Can we "select" for the optimal functions we want artificially, or have to wait for nature to "approve" the development of these and other functions through Natural Selection processes that select and reinforce for survival?
Are these and other functions artificially induced through reaction with the environment, like radiation and pollutants, with no inherent "survival" characteristics, or will nature determine that these are indeed worthy of meeting the definition of reinforcing for species survival?
If we can select positively for genotypes we want, can we select negatively as well for genotypes we don't want? Should we?
Is genetic treatment an opportunity for species improvement, or a closing off of Nature's way to select for species survival?

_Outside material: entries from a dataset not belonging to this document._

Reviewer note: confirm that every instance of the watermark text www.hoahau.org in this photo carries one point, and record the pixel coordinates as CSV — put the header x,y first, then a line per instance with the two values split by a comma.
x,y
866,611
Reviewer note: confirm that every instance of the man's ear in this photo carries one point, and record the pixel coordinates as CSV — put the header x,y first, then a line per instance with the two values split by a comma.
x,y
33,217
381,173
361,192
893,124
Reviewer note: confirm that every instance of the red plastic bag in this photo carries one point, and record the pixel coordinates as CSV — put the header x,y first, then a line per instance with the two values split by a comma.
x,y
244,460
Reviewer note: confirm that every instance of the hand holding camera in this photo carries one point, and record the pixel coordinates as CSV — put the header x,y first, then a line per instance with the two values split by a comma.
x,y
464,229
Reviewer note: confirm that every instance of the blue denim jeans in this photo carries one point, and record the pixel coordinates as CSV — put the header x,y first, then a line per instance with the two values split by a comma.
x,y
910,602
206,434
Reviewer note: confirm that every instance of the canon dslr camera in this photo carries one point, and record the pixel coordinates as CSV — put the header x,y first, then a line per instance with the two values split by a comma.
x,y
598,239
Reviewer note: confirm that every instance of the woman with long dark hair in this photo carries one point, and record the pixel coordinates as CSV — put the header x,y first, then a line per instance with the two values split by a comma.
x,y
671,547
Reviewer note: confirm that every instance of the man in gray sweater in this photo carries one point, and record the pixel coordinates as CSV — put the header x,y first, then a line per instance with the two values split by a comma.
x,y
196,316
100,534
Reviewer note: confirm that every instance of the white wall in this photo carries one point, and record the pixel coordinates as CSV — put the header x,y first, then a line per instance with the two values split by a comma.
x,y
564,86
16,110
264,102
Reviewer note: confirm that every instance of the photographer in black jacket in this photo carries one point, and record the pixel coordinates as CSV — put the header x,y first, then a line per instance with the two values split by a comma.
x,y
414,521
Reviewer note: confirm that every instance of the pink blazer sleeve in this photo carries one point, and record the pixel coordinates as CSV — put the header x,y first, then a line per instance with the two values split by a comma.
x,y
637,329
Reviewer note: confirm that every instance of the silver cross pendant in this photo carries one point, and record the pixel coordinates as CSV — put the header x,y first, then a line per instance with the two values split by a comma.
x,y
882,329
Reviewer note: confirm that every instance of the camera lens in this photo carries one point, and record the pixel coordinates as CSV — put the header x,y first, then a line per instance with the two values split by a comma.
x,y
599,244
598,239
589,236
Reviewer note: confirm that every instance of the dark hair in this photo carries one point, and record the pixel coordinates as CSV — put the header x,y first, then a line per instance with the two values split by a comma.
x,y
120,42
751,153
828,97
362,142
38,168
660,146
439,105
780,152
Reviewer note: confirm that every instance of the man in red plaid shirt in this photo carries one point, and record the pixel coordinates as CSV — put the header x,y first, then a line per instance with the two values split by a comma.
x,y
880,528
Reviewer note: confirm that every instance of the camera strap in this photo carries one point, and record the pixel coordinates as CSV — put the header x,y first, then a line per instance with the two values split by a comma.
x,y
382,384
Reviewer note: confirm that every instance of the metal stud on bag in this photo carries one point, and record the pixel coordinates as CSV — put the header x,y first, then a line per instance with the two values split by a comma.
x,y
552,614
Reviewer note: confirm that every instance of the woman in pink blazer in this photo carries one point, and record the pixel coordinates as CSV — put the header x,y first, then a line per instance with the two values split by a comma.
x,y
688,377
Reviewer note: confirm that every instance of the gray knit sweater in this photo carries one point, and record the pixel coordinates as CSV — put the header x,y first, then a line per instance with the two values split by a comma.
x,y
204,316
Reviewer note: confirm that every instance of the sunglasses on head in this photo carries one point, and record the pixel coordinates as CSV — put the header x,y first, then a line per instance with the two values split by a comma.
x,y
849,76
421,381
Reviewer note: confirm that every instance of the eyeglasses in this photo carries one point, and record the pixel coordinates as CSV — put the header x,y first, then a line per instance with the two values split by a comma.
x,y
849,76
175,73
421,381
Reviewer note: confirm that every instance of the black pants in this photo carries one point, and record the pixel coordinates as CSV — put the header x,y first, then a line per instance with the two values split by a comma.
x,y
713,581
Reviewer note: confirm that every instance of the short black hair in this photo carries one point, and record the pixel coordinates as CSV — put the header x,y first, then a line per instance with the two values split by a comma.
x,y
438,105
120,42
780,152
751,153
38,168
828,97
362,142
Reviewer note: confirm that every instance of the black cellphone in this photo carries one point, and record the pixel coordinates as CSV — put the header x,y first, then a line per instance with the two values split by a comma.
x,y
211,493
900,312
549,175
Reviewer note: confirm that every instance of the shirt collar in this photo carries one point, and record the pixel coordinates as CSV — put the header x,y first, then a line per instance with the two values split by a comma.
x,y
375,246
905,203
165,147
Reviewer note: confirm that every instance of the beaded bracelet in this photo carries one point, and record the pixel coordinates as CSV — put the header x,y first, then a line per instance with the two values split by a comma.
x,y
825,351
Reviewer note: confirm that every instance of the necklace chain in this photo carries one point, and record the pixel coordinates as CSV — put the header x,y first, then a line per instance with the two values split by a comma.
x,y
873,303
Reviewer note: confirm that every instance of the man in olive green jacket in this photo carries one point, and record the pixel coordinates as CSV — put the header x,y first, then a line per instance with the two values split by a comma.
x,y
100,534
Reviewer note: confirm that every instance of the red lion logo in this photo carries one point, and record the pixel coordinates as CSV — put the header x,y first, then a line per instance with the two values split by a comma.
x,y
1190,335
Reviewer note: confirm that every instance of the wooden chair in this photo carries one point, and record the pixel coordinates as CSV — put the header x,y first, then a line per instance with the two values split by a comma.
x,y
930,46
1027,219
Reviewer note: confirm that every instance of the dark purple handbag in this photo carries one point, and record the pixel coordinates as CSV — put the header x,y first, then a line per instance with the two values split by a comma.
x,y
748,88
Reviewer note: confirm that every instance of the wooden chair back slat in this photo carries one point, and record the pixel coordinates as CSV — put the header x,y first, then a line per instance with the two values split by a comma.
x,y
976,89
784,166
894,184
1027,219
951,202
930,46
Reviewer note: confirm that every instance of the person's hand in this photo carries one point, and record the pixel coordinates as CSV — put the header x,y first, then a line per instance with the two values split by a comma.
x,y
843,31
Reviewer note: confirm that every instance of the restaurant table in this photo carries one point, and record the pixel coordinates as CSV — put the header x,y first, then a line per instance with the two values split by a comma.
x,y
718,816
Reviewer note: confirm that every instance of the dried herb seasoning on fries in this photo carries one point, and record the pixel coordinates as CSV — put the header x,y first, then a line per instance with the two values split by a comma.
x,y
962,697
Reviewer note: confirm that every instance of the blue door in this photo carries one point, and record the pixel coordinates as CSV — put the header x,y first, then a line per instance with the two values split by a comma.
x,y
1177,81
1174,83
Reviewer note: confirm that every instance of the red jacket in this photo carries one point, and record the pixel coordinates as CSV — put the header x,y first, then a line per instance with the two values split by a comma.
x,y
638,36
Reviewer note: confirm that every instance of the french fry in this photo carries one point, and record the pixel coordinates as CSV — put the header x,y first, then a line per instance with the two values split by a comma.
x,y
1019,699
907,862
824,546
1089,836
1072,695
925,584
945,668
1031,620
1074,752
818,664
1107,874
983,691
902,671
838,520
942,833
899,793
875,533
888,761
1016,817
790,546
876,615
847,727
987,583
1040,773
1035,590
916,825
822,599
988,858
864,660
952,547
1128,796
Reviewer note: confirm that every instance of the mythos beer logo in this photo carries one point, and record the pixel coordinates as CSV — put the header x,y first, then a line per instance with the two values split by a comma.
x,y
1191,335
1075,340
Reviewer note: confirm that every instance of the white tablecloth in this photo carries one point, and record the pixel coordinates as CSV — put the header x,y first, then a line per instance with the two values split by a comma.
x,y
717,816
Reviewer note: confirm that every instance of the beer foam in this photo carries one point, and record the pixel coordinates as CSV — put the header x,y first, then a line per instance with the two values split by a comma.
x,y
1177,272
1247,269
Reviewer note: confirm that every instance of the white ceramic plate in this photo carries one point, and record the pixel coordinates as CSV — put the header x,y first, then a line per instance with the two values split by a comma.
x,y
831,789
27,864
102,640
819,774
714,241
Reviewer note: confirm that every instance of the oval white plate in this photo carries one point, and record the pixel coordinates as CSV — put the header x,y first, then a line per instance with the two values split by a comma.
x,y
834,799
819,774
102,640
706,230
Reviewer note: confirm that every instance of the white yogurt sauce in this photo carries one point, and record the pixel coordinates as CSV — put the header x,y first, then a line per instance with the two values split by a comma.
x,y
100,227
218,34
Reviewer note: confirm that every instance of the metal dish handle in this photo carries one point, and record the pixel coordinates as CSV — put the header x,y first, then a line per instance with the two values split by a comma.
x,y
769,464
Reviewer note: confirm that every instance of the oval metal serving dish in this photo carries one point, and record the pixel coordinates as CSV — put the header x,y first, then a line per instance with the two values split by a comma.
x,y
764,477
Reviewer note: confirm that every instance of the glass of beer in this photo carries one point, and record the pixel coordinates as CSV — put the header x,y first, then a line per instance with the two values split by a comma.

How many thousands of species have come into being and vanished not only through lack of strong enough survival characteristics, but through accidents of nature like volcanoes, floods, earthquakes, and other reasons?
More than a few.
A tree, flattened into a web with a trunk, adequately explains the available evidence.
As further, and continuing proof, the human species is busily responding to the thousands of evolutionary pressures imposed by modern society; so diverse and compelling that the evolutionary process is speeding up dramatically, to the point where comparing humans even a few hundred years from now, to those of today will be astounding.
If nature can cause the average human to gain over one foot in height, and over 50 lbs in weight in just a few centuries, can we foolishly determine that Nature isn't busily doing things right now we can only suspect?